|
|
|
Re: EMF Compare Performance [message #1765336 is a reply to message #1765279] |
Thu, 08 June 2017 14:09 |
|
Hi Adam,
Could you tell us:
1 - what are "poor performance" in your case? You seem to be comparing models programmatically from inside your application. 3MB models is not really what we'd consider "big" and we strive to test the (and fix issues with) performance of the comparison pretty often for each release.
2 - how much time exactly is spent in that getInverseReferences method in your case?
3 - what do your models (and comparison) look like? A lot of elements with very few differences? A few elements with a lot of differences?
Could you provide us with sample models with which to reproduce the issue in order to hopefully fix the bottleneck you're exeriencing?
Regards,
Laurent Goubet
Obeo
|
|
|
|
Re: EMF Compare Performance [message #1767715 is a reply to message #1767589] |
Mon, 10 July 2017 08:58 |
|
Hi,
The same problem as with Adam will happen: without models with which we can reproduce this issue, we cannot make meaningful improvements. I can look at the implementation and say some things look inefficient, but without a model to reproduce the actual issue with, I can't pinpoint what needs to be enhanced, or what is called way too many times. I have never observed this with the models we've been testing all this time, so it seems like something makes the issue much more important, problem is to find what that something is.
Laurent Goubet
Obeo
|
|
|
|
Re: EMF Compare Performance [message #1768091 is a reply to message #1767745] |
Thu, 13 July 2017 14:11 |
|
Okay, this use case is really stretching towards the limits of EMF Compare...
- "flat" model - A huge number of elements in a single containment reference.
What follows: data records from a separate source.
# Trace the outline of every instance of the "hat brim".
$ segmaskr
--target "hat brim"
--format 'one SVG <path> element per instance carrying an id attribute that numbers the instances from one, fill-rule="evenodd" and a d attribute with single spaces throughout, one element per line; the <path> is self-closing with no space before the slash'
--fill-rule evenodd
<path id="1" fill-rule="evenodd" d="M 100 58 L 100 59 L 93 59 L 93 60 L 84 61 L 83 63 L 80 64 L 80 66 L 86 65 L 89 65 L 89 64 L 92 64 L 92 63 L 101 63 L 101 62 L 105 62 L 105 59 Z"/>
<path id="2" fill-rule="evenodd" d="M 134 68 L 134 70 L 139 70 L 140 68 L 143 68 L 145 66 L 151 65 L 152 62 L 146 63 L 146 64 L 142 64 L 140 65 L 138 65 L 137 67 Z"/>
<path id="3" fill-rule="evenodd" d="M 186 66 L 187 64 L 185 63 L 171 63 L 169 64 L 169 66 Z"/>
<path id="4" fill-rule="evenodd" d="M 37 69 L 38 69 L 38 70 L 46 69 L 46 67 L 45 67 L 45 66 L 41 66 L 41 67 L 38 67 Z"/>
This is a known factor of slowdowns for EMF Compare, once 1000-1500 elements are all contained in the same feature the LCS starts to perform poorly. Could be optimized with multi-threading but I've never come to implement it.
- no identifier - The proximity matcher is much slower than the identifier matcher, and this shows a lot here during the matching phase. There are ways this could be improved, but likely not for the "generic" use case. Would need customizations for your particular needs.
- comparing apples and oranges - This sample is trying to compare a model comprised of thousands of element... with an empty model. This means a huge number of differences. The more differences, the longer the comparison and merges. I'll assume your final use case will not be that extreme in its approach.
For the record, I've stopped trying to reproduce with this model after a little over 30 minutes. it was still in the "matching" phase, trying to match objects together. This is another thing that 'instinctively' feels wrong since matching should have been extremely fast (one of your models being empty, we should realize very fast that nothing else than that will match).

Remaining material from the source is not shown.